Ao conviver com os bem mais jovens, com aqueles que se tornaram adultos há pouco e com aqueles que estão tateando para virar gente grande, percebo que estamos diante de uma geração mais preparada e, ao mesmo tempo, da mais despreparada. Preparada do ponto de vista das habilidades, despreparada porque não sabe lidar com as frustrações. Preparada porque é capaz de usar as ferramentas da tecnologia, despreparada porque despreza o esforço. Preparada porque conhece o mundo em viagens protegidas, despreparada porque desconhece a fragilidade da matéria da vida, E por tudo isso sofre, sofre porque foi ensinada a acreditar que nasceu com o patrimônio da felicidade. e não foi criada a partir da dor.
Há uma geração de classe média que estudou em bons colégios, é fluente em outras línguas, viajou para o exterior e teve acesso à cultura e à tecnologia. Uma geração que teve muito mais que seus pais. Ao mesmo tempo, cresceu com a ilusão de que a vida é fácil. Ou que já nascem prontos - bastaria que o mundo reconhecesse sua genialidade.
Tenho me deparado com jovens que esperam ter no mercado de trabalho uma continuidade de suas casas - onde o chefe seria um pai ou uma mãe complacente, que tudo concede. Foram ensinados a pensar que merecem, seja lá o que for que querem. E quando isso não acontece - porque obviamente não acontece - sentem-se traídos, revoltam-se com a injustiça" e boa parte se emburra e desiste.
Como esses estreantes na vida adulta foram crianças e adolescentes que ganharam tudo, sem ter que lutar por quase nada de relevante, desconhecem que a vida é construção - e para conquistar um espaço no mundo é preciso ralar muito..  Com ética e honestidade - e não a cotoveladas ou aos gritos. Como seus pais não conseguiram dizer, é o mundo que anuncia a eles uma nova não lá muito animadora; viver é para os insistentes.
Por que boa parte dessa nova geração é assim? Penso que esse é um questionamento importante para quem está educando uma criança ou um adolescente hoje. Nossa época tem sido marcada pela ilusão de que a felicidade é uma espécie de direito. E tenho testemunhado a angústia de muitos pais para garantir que os filhos sejam "felizes". Pais que fazem malabarismos para dar tudo aos filhos e protegê-los de todos perrengues - sem esperar nenhuma responsabilidade ou reciprocidade.

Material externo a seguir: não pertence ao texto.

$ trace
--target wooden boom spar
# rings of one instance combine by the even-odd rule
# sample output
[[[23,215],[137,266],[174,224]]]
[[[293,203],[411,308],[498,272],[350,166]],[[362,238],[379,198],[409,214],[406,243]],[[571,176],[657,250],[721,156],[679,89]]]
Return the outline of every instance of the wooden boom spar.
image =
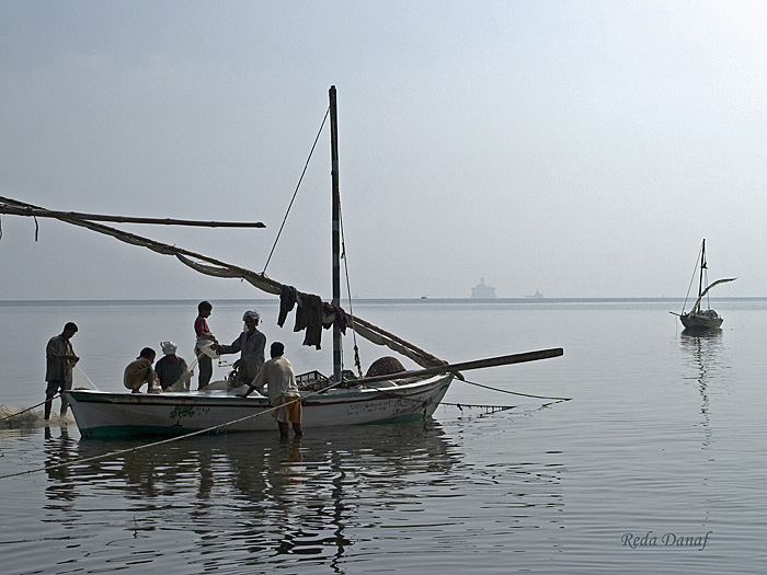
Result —
[[[78,211],[56,211],[30,206],[11,205],[15,203],[0,197],[0,214],[26,216],[30,218],[55,218],[83,221],[114,221],[118,223],[151,223],[160,226],[197,226],[205,228],[265,228],[261,221],[199,221],[172,218],[135,218],[130,216],[105,216],[102,214],[81,214]]]
[[[414,369],[411,371],[399,371],[397,373],[388,373],[386,376],[373,376],[369,378],[360,378],[354,381],[355,383],[374,383],[376,381],[389,381],[392,379],[407,379],[422,376],[436,376],[439,373],[457,373],[458,371],[468,371],[469,369],[481,369],[484,367],[507,366],[510,364],[524,364],[526,361],[537,361],[538,359],[548,359],[550,357],[559,357],[564,354],[561,347],[551,349],[539,349],[537,352],[526,352],[524,354],[503,355],[490,357],[488,359],[476,359],[473,361],[463,361],[462,364],[445,364],[444,366],[428,367],[425,369]]]

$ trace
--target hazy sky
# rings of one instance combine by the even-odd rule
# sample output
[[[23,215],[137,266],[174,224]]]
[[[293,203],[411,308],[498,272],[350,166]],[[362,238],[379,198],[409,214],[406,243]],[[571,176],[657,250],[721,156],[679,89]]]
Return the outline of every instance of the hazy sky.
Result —
[[[352,292],[767,296],[767,4],[0,2],[0,195],[256,272],[336,85]],[[322,135],[267,275],[330,294]],[[0,300],[262,297],[0,216]]]

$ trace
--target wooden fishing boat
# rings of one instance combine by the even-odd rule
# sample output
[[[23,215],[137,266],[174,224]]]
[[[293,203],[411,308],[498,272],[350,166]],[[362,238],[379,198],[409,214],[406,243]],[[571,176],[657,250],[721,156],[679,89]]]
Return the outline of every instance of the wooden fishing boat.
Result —
[[[700,258],[696,263],[695,275],[698,275],[698,298],[695,300],[692,308],[688,312],[685,312],[684,307],[682,313],[679,313],[679,321],[686,330],[690,331],[703,331],[703,330],[719,330],[722,325],[724,319],[719,315],[714,310],[710,308],[709,300],[707,298],[707,308],[701,308],[701,302],[703,298],[708,295],[709,290],[720,284],[725,284],[728,281],[733,281],[737,278],[730,277],[724,279],[718,279],[713,284],[708,284],[708,263],[706,261],[706,239],[700,246]],[[688,292],[689,295],[689,292]],[[687,300],[685,299],[685,302]]]
[[[331,176],[332,176],[332,246],[333,298],[322,303],[323,319],[333,326],[333,372],[325,377],[320,371],[298,376],[301,390],[304,427],[357,425],[431,416],[460,371],[484,367],[534,361],[562,355],[561,348],[542,349],[511,356],[449,365],[419,347],[397,337],[362,318],[341,308],[341,200],[339,195],[337,113],[335,87],[330,89]],[[22,202],[1,198],[0,212],[19,216],[50,217],[98,233],[175,256],[193,269],[216,277],[234,277],[275,296],[301,302],[320,301],[319,296],[302,294],[267,277],[265,273],[230,265],[211,257],[188,252],[175,245],[142,238],[101,223],[102,221],[137,221],[168,225],[171,220],[148,218],[128,219],[119,216],[88,215],[50,211]],[[242,222],[191,222],[174,220],[178,225],[242,227]],[[251,227],[263,227],[252,223]],[[290,304],[290,307],[293,303]],[[325,313],[327,312],[327,313]],[[339,321],[343,320],[343,321]],[[282,323],[278,324],[282,326]],[[362,377],[343,369],[342,335],[345,329],[378,345],[392,349],[417,364],[421,369],[405,371],[385,369]],[[305,341],[305,344],[307,342]],[[308,344],[307,344],[308,345]],[[319,346],[318,346],[319,347]],[[375,363],[374,363],[375,364]],[[83,437],[126,437],[146,435],[183,435],[188,433],[275,430],[274,407],[268,399],[252,394],[239,396],[241,388],[204,389],[201,391],[171,391],[162,393],[127,393],[93,390],[71,390],[69,395],[75,419]]]
[[[562,355],[561,348],[492,357],[360,379],[345,375],[334,384],[318,371],[297,377],[304,426],[390,423],[431,416],[456,373],[535,361]],[[343,387],[341,387],[343,386]],[[274,430],[274,407],[264,396],[239,396],[242,388],[186,392],[114,393],[69,391],[83,437],[183,435],[194,432]]]
[[[376,387],[329,389],[301,400],[305,428],[408,421],[431,416],[453,373],[392,380]],[[234,390],[110,393],[69,392],[82,437],[183,435],[191,432],[274,432],[267,398],[241,398]]]

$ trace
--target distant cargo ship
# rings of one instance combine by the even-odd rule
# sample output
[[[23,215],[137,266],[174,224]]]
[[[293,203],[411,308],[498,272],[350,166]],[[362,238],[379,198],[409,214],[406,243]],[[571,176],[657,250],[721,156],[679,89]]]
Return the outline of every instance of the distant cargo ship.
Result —
[[[471,297],[473,299],[493,299],[495,298],[495,288],[484,283],[484,278],[480,278],[479,285],[471,288]]]

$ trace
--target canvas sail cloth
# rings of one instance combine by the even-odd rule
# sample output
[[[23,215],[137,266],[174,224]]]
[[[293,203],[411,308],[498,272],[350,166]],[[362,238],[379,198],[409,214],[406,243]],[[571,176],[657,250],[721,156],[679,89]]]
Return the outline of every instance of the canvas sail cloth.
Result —
[[[50,211],[38,206],[33,206],[31,204],[18,202],[15,199],[0,197],[0,214],[3,212],[3,208],[5,207],[8,208],[8,210],[4,212],[30,217],[55,218],[66,223],[71,223],[73,226],[87,228],[96,233],[111,235],[116,240],[129,243],[131,245],[146,248],[148,250],[163,255],[173,255],[181,263],[201,274],[215,277],[231,277],[243,279],[251,284],[253,287],[266,294],[279,296],[284,287],[283,284],[275,281],[274,279],[267,277],[265,274],[259,274],[244,267],[227,264],[226,262],[221,262],[203,254],[190,252],[182,248],[169,245],[167,243],[158,242],[149,238],[144,238],[141,235],[136,235],[135,233],[118,230],[116,228],[112,228],[103,223],[96,223],[94,221],[89,220],[87,215]],[[20,208],[23,210],[23,214],[19,212]],[[301,304],[304,299],[308,298],[310,294],[305,294],[297,290],[296,296],[297,303]],[[332,321],[333,318],[328,318],[328,320]],[[413,344],[405,342],[404,340],[401,340],[400,337],[397,337],[396,335],[386,332],[369,322],[366,322],[362,318],[357,318],[350,313],[346,313],[346,321],[347,327],[354,330],[355,333],[357,333],[360,337],[364,337],[365,340],[374,344],[386,346],[392,352],[396,352],[412,359],[421,367],[430,368],[447,365],[447,361],[444,361],[443,359],[439,359],[438,357],[435,357],[432,354],[420,349]]]
[[[698,299],[695,300],[695,303],[692,304],[692,309],[690,310],[690,315],[692,315],[694,313],[696,313],[700,309],[700,300],[702,300],[703,297],[706,297],[706,294],[708,294],[709,290],[713,286],[718,286],[719,284],[726,284],[728,281],[734,281],[735,279],[737,279],[737,278],[736,277],[725,277],[723,279],[717,279],[717,281],[714,281],[713,284],[708,286],[706,289],[703,289],[700,292],[700,296],[698,296]]]

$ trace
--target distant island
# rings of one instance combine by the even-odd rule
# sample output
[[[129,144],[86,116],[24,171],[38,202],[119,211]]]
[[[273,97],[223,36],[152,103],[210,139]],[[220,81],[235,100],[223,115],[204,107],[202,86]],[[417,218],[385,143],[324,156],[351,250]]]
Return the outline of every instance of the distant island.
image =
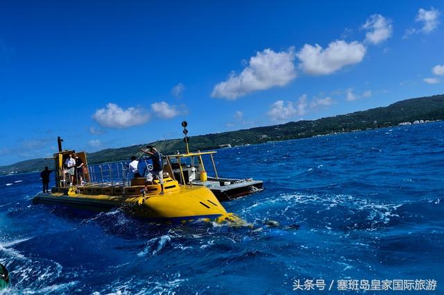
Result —
[[[375,129],[444,119],[444,94],[406,99],[386,107],[284,124],[255,127],[237,131],[190,137],[191,151],[216,149],[224,146],[256,144],[271,141],[293,140],[339,133]],[[54,139],[56,140],[56,139]],[[182,138],[152,142],[164,154],[182,151]],[[88,153],[89,164],[128,160],[139,153],[139,145],[107,149]],[[0,175],[38,171],[53,166],[53,161],[31,159],[0,167]]]

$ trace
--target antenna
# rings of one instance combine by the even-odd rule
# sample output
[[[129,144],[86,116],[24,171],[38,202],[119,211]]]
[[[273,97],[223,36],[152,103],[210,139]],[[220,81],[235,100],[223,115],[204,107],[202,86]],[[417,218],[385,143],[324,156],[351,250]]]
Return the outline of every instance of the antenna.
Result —
[[[188,123],[187,121],[182,121],[182,127],[183,127],[183,134],[185,135],[185,137],[183,137],[183,141],[185,142],[185,146],[187,147],[187,153],[189,153],[189,149],[188,149],[188,142],[189,142],[189,137],[187,136],[188,133],[188,130],[187,130],[187,126],[188,126]]]

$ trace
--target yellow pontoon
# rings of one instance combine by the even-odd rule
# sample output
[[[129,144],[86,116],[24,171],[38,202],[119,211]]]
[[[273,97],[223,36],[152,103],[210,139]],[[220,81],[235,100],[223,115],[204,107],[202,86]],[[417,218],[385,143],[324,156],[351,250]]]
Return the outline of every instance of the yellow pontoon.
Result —
[[[164,194],[160,194],[161,188],[157,180],[154,180],[144,191],[144,178],[126,179],[123,165],[121,170],[117,166],[117,178],[120,179],[117,180],[116,176],[112,175],[111,164],[100,166],[98,180],[96,171],[87,165],[86,153],[62,151],[61,142],[59,137],[59,151],[53,155],[56,185],[51,193],[37,194],[33,199],[35,203],[67,205],[99,211],[120,207],[136,217],[155,221],[185,222],[197,219],[236,222],[239,220],[234,214],[227,213],[207,187],[180,185],[170,177],[168,171],[164,175]],[[65,176],[63,164],[69,155],[74,153],[84,163],[83,185],[80,183],[78,177],[73,183],[68,184],[69,178]],[[110,177],[105,180],[104,174]],[[95,178],[95,181],[92,178],[93,180]]]

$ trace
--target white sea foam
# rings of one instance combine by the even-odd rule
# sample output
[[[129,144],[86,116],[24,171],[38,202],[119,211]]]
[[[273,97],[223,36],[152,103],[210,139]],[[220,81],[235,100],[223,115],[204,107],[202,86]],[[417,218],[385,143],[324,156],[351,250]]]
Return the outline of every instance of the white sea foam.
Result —
[[[171,237],[169,235],[164,235],[160,237],[154,237],[151,239],[146,243],[147,245],[144,248],[144,251],[139,252],[137,256],[146,256],[146,255],[155,255],[160,252],[165,245],[170,242]]]

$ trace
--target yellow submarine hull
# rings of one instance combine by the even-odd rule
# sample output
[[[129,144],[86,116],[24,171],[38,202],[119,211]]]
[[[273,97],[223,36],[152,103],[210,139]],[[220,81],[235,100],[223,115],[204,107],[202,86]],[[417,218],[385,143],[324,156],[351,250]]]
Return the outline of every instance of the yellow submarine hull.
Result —
[[[137,187],[135,190],[139,192],[140,187]],[[140,193],[133,196],[88,194],[78,193],[79,190],[76,188],[66,188],[60,192],[37,194],[33,201],[34,203],[59,204],[95,211],[121,208],[130,214],[153,221],[186,222],[205,219],[222,222],[239,219],[235,215],[227,213],[207,187],[190,187],[178,184],[172,189],[166,188],[163,194],[159,194],[158,184],[150,187],[152,189],[148,191],[151,193],[144,196]],[[84,192],[87,191],[85,187],[82,189]]]

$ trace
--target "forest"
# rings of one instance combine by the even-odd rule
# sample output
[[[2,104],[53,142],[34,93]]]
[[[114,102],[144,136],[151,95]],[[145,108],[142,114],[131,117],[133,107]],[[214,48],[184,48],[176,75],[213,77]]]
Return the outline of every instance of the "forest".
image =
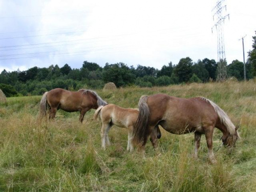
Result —
[[[256,36],[252,38],[252,50],[248,53],[245,63],[247,80],[256,76]],[[235,60],[229,65],[226,60],[220,62],[226,68],[227,78],[244,80],[243,62]],[[118,88],[204,83],[217,80],[218,66],[214,59],[206,58],[193,62],[189,57],[180,59],[177,65],[170,61],[160,70],[140,65],[129,67],[123,62],[106,63],[101,67],[96,63],[84,61],[80,69],[72,69],[66,63],[60,68],[52,65],[48,68],[34,67],[24,71],[4,70],[0,74],[0,89],[7,97],[12,97],[39,95],[56,88],[69,90],[101,89],[108,82],[114,82]]]

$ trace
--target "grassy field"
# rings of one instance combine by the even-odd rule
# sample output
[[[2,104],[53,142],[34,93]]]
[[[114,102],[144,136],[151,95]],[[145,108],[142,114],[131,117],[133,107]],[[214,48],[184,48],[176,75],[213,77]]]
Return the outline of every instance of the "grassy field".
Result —
[[[78,113],[59,110],[51,122],[38,118],[41,96],[8,98],[0,104],[0,191],[255,191],[256,82],[192,83],[153,88],[96,90],[109,103],[137,108],[142,95],[163,93],[203,96],[215,102],[234,124],[241,139],[231,152],[222,147],[216,129],[207,159],[204,136],[199,159],[193,157],[194,134],[175,135],[161,129],[159,149],[148,142],[146,157],[126,151],[127,131],[114,126],[112,145],[101,148],[100,121],[95,110],[78,122]]]

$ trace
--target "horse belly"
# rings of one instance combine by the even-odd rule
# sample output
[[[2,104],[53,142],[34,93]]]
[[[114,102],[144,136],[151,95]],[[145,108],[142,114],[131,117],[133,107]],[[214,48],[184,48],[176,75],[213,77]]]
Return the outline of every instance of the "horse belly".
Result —
[[[75,104],[69,104],[65,103],[65,102],[61,102],[59,106],[59,108],[67,112],[75,112],[76,111],[80,111],[80,109]]]
[[[159,124],[167,132],[176,135],[191,133],[196,131],[196,127],[201,127],[185,121],[176,121],[169,120],[162,121]]]

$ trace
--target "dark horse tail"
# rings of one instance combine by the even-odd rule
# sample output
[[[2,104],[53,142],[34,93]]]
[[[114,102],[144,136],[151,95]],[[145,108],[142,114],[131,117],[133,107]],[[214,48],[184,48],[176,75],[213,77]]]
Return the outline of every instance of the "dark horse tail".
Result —
[[[150,109],[146,103],[147,96],[142,96],[139,101],[139,116],[133,130],[133,142],[136,145],[145,144],[148,136]]]
[[[48,92],[45,92],[42,95],[42,97],[40,101],[39,112],[40,116],[41,117],[45,117],[47,113],[47,110],[49,107],[48,103],[47,102],[47,95]]]

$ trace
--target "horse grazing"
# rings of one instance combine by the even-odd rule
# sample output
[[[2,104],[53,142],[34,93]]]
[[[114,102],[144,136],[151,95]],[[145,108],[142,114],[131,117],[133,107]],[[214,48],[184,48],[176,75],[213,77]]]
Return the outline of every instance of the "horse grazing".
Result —
[[[135,109],[124,109],[114,104],[109,104],[99,106],[94,113],[94,118],[96,120],[98,116],[102,122],[101,128],[101,146],[106,148],[106,142],[110,145],[108,133],[113,125],[128,129],[128,143],[127,151],[132,152],[134,147],[132,143],[132,135],[134,125],[136,122],[139,111]],[[151,134],[151,141],[154,148],[157,147],[157,139],[161,137],[161,132],[158,126],[153,129]]]
[[[90,109],[106,104],[93,91],[80,89],[73,92],[56,88],[44,94],[40,102],[40,114],[46,116],[49,109],[49,119],[53,119],[59,109],[68,112],[80,111],[79,121],[82,122],[85,114]]]
[[[225,145],[233,146],[239,138],[238,127],[235,127],[226,113],[203,97],[184,99],[158,94],[142,96],[138,105],[139,113],[133,131],[133,141],[144,151],[148,136],[158,125],[174,134],[194,132],[196,158],[201,135],[205,134],[208,154],[212,163],[216,162],[212,151],[215,127],[223,134],[221,139]]]

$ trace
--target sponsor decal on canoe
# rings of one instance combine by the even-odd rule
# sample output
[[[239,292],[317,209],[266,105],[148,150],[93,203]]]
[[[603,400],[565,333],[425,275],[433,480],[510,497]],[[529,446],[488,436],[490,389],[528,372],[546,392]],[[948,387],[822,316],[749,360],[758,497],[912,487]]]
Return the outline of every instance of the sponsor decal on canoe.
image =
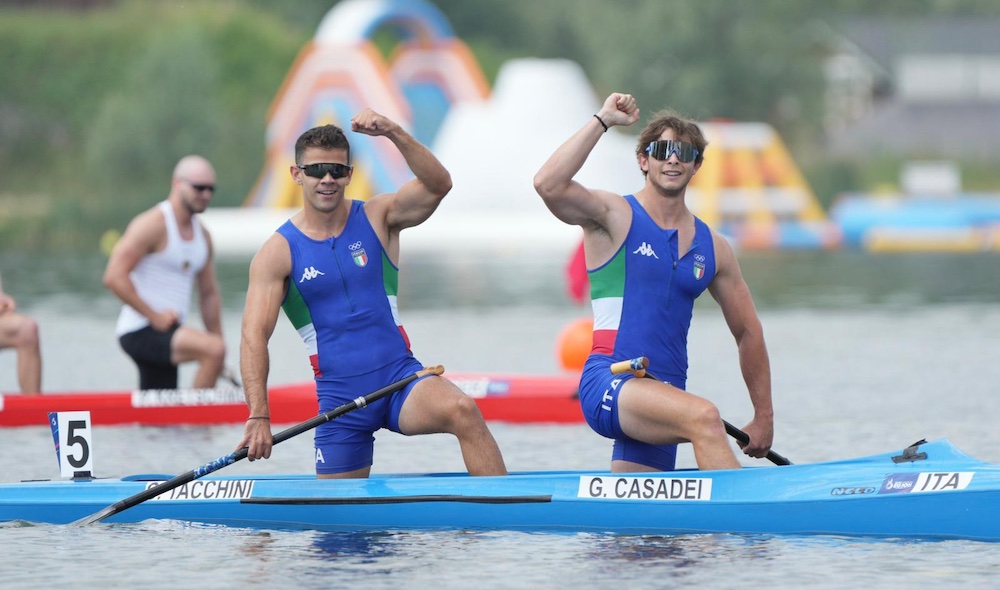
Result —
[[[916,494],[964,490],[972,483],[972,471],[893,473],[882,480],[880,494]]]
[[[711,500],[712,480],[702,477],[583,476],[579,498],[615,500]]]
[[[864,494],[874,494],[875,488],[871,486],[862,486],[855,488],[833,488],[830,490],[831,496],[861,496]]]
[[[469,397],[490,397],[493,395],[507,395],[510,392],[510,381],[506,379],[452,379],[452,383],[458,386],[465,395]]]
[[[195,480],[163,492],[153,500],[245,500],[253,497],[252,479]],[[163,482],[151,481],[146,489]]]
[[[246,405],[242,388],[146,389],[132,392],[133,408]]]

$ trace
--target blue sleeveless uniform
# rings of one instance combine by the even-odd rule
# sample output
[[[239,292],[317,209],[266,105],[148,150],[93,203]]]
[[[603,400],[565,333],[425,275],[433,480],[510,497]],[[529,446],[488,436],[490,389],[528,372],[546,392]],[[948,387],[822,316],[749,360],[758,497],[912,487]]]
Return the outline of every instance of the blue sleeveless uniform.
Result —
[[[306,345],[320,413],[423,368],[399,321],[399,269],[368,221],[364,202],[351,202],[339,236],[314,240],[291,220],[277,231],[288,241],[292,257],[282,309]],[[316,472],[371,465],[374,432],[399,432],[399,410],[417,381],[317,427]]]
[[[649,372],[680,389],[687,386],[687,335],[694,301],[715,278],[712,232],[695,218],[691,248],[680,255],[676,229],[662,229],[635,196],[632,224],[621,248],[588,271],[594,312],[594,347],[580,379],[583,414],[599,434],[615,439],[612,459],[669,471],[677,445],[628,438],[618,421],[618,392],[631,374],[612,375],[612,363],[649,358]]]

É como se os filhos nascessem e imediatamente os pais já se tornassem devedores. Para estes, frustrar os filhos é  sinônimo de fracasso pessoal. Mas é possível uma vida sem frustrações? Não é importante que os filhos compreendam como parte do processo educativo duas premissas básicas de se viver, a frustração e o esforço? Ou a falta e a busca, duas faces de um mesmo movimento? Existe alguém  que viva sem se confrontar dia após dia com os limites tanto de sua condição humana como de suas capacidades individuais?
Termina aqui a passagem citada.